The great jumble of words has been one of the most frustrating things for Mum given that she has always been an articulate woman with a prolific talent for writing. On occasion her words come out with great clarity whilst at other times they are completely garbled. It gets interesting (and confusing) when Mum uses synonyms or words that rhyme with the word she wants to use and we play detective, desperate to understand what she wants to communicate to us. Occasionally the jumbles are entertaining in a ‘this situation seems incredibly bleak but that was still pretty funny’ kind of way. We had a terrific visit from Mum’s friends, Ms Marsden & Ms Howard who cheered Mum on as she psyched herself up to go to hospital for her first lot of chemo. On the arduous trip down the stairs with Mr Mason and myself supporting Mum, she stopped and began apologizing. Mr Mason not understanding why she had stopped or was apologizing encouraged her on when Mum said ‘No! I was trying not to walk into Hans Franz’ <translation: Fran’s hands> Mr Mason looked at me and with a gleam in his eye asked ‘Is that your German cousin by any chance?’ As it turned out we would need all the good humor we could muster as after many hours in hospital, Mum was refused treatment on the grounds that her platelets were too low. Thanks, radiotherapy, you utter bastard.
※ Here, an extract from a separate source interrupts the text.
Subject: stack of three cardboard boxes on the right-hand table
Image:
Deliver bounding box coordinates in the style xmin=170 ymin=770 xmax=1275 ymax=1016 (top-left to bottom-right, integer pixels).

The days that followed were not pleasant. The trip out really took its toll on Mum and the decline was steep. Reality blurred with fiction and with all the confusion, expressing herself was incredibly difficult. Throughout everything she has been pain free which is a blessing and has said that she trusts us and is not frightened since we are there to guide her. We received the go ahead to increase Mum’s steroid dose in the hope that it might work on any residual inflammation around the tumors and relieve some of Mum’s symptoms. On Wednesday of this week we are due to go to Lincoln to see the oncologist to review the plan of action. With so many twists and turns to the story so far we are not sure if Mum will be feeling well enough to go but if not then Mr Mason and either myself or Mr Mason Jr will go and speak to Dr C on her behalf.
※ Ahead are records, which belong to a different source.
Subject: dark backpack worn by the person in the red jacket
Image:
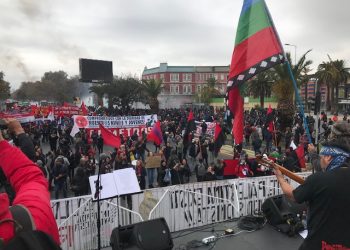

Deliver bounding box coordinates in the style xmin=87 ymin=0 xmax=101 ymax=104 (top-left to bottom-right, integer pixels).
xmin=0 ymin=205 xmax=61 ymax=250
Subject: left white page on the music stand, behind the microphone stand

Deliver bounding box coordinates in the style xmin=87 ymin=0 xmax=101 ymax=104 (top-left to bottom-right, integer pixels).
xmin=89 ymin=173 xmax=118 ymax=200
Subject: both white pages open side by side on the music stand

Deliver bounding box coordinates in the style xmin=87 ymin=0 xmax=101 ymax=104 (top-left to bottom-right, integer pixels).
xmin=89 ymin=168 xmax=141 ymax=201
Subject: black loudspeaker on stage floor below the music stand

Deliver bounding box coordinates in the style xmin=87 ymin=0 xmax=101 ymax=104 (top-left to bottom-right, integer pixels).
xmin=110 ymin=218 xmax=174 ymax=250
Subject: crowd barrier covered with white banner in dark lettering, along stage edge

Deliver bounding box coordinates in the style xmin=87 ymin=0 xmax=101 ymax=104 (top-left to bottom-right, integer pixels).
xmin=51 ymin=172 xmax=310 ymax=250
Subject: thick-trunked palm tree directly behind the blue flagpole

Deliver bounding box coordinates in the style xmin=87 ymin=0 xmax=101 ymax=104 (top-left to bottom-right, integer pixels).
xmin=272 ymin=50 xmax=312 ymax=128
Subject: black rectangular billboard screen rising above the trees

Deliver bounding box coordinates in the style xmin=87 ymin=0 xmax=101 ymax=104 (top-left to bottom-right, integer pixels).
xmin=79 ymin=58 xmax=113 ymax=83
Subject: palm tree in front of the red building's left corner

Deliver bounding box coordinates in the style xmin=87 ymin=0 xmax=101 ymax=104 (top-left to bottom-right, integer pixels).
xmin=142 ymin=79 xmax=163 ymax=112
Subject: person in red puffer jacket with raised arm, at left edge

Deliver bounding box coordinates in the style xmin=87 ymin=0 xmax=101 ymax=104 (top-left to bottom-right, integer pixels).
xmin=0 ymin=119 xmax=60 ymax=244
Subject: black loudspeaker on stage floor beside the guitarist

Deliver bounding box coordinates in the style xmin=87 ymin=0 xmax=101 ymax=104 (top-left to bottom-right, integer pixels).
xmin=261 ymin=195 xmax=306 ymax=226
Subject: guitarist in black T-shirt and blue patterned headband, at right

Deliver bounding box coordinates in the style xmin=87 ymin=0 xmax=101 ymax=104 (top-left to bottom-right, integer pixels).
xmin=275 ymin=122 xmax=350 ymax=250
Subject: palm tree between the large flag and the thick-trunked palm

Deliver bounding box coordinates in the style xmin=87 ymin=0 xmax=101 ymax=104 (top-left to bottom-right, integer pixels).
xmin=247 ymin=71 xmax=272 ymax=108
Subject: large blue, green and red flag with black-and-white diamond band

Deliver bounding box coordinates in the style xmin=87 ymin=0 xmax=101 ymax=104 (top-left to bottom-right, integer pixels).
xmin=226 ymin=0 xmax=284 ymax=145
In spite of the worrying situation this month we have managed to enjoy:
- Sitting together under the apple tree in the sunshine
- Hundreds of smiles, cuddles and first giggles with Master Safaie
- Going to the beach to eat an ice-cream and letting the dogs run about
- Having lunch in the garden with the Fungs and Mrs Ooi
- Sitting on the bed together watching crap TV
- Taking a trip to Spilsby with Mrs Carslake and eating delicious cake
- Spending time with Mr Safaie during his quick visit over from Bangkok
- Chatting with Mrs Lavoll about old and new times
- Mr Giffin’s beautiful flowers and his usual sparkling wit
- Being entertained by the inappropriate but incredibly funny comedy stylings of Ms Marsden and Ms Howard
- Reminiscing with Mrs Shaya about how Mum kicked arse at a meeting with an MP during her days at Bliss
- And many lovely messages from caring friends and family
Although Mum isn’t able to use her phone or computer at the moment, she understands everything and very much enjoys it when I read out messages from people. If there’s anything you’d like me to pass onto Mum, please leave it in the comments and I’ll read it out to her. I’ll update again soon on the Mason household happenings.